Un chantier pharaonique au cœur du détroit de Gibraltar
Fruit de décennies d’études et d’accords bilatéraux, le projet du tunnel Maroc–Espagne franchit une étape décisive. Selon les conclusions de Herrenknecht, leader mondial du forage souterrain, la construction d’un tunnel ferroviaire reliant les deux rives du détroit est désormais techniquement possible.
Le tracé envisagé, d’environ 40 kilomètres, relierait Vejer de la Frontera côté espagnol à la région de Tanger côté marocain.
Le ministère espagnol des Transports a mandaté la société publique EniCo pour l’étude financière, tandis que Vodafone assurera les services de communication du consortium d’experts. La décision finale de lancer le chantier exploratoire est attendue avant l’été 2027.
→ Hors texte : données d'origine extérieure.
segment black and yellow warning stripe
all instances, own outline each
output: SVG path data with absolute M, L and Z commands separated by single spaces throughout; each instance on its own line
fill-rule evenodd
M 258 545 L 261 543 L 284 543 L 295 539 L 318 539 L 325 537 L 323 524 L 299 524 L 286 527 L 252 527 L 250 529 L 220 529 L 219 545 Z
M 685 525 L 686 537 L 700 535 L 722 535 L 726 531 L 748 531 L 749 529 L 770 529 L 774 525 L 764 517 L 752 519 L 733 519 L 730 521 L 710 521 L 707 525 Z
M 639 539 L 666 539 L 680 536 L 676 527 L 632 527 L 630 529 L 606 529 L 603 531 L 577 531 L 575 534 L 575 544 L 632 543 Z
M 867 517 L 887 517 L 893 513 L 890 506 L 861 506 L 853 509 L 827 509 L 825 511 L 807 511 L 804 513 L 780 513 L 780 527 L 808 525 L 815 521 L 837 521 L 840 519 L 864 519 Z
Dix ans de travaux et un budget colossal
Le projet, estimé à 8,5 milliards d’euros, sera réalisé en plusieurs phases. Le tunnel exploratoire, première étape cruciale, devrait nécessiter entre six et neuf années de travaux avant la mise en œuvre de l’infrastructure définitive.
L’investissement inclut la construction des galeries principales, des gares terminales et des installations techniques, avec une participation financière attendue de l’Union européenne dans le cadre de ses fonds de relance post-Covid.
Les autorités des deux pays se sont récemment rendues en Norvège pour observer le chantier du tunnel Rogfast, le plus long et le plus profond du monde, afin de s’inspirer des technologies employées pour les grandes profondeurs sous-marines.
Un symbole de coopération et de vision géostratégique
Bien au-delà d’un simple projet d’ingénierie, le tunnel Maroc–Espagne incarne une ambition politique et économique majeure. Il offrirait une nouvelle voie de transport pour les voyageurs et les marchandises, tout en facilitant l’interconnexion énergétique et la transmission de données via fibre optique entre les deux continents.
Pour Rabat comme pour Madrid, cette infrastructure représenterait un levier de croissance et de rapprochement régional, faisant de la péninsule Ibérique une passerelle incontournable entre l’Europe et l’Afrique.
Symboliquement, les promoteurs espèrent un lancement officiel des travaux autour de 2030, en parallèle de la Coupe du monde de football organisée conjointement par le Maroc, l’Espagne et le Portugal.
Un vieux rêve devenu horizon concret
L’idée d’un tunnel sous le détroit de Gibraltar remonte au XIXᵉ siècle, mais c’est en 1979 que Rabat et Madrid signent un premier accord formel. Depuis, le projet a connu de longues décennies d’études et de suspensions, avant de retrouver un souffle nouveau sous l’impulsion du gouvernement espagnol de Pedro Sánchez et du soutien de l’Union européenne.
Aujourd’hui, avec la validation technique des experts allemands, le plus grand passage souterrain intercontinental de l’histoire moderne semble enfin à portée de main — un ouvrage qui pourrait, à terme, redessiner la carte des échanges entre l’Europe et l’Afrique.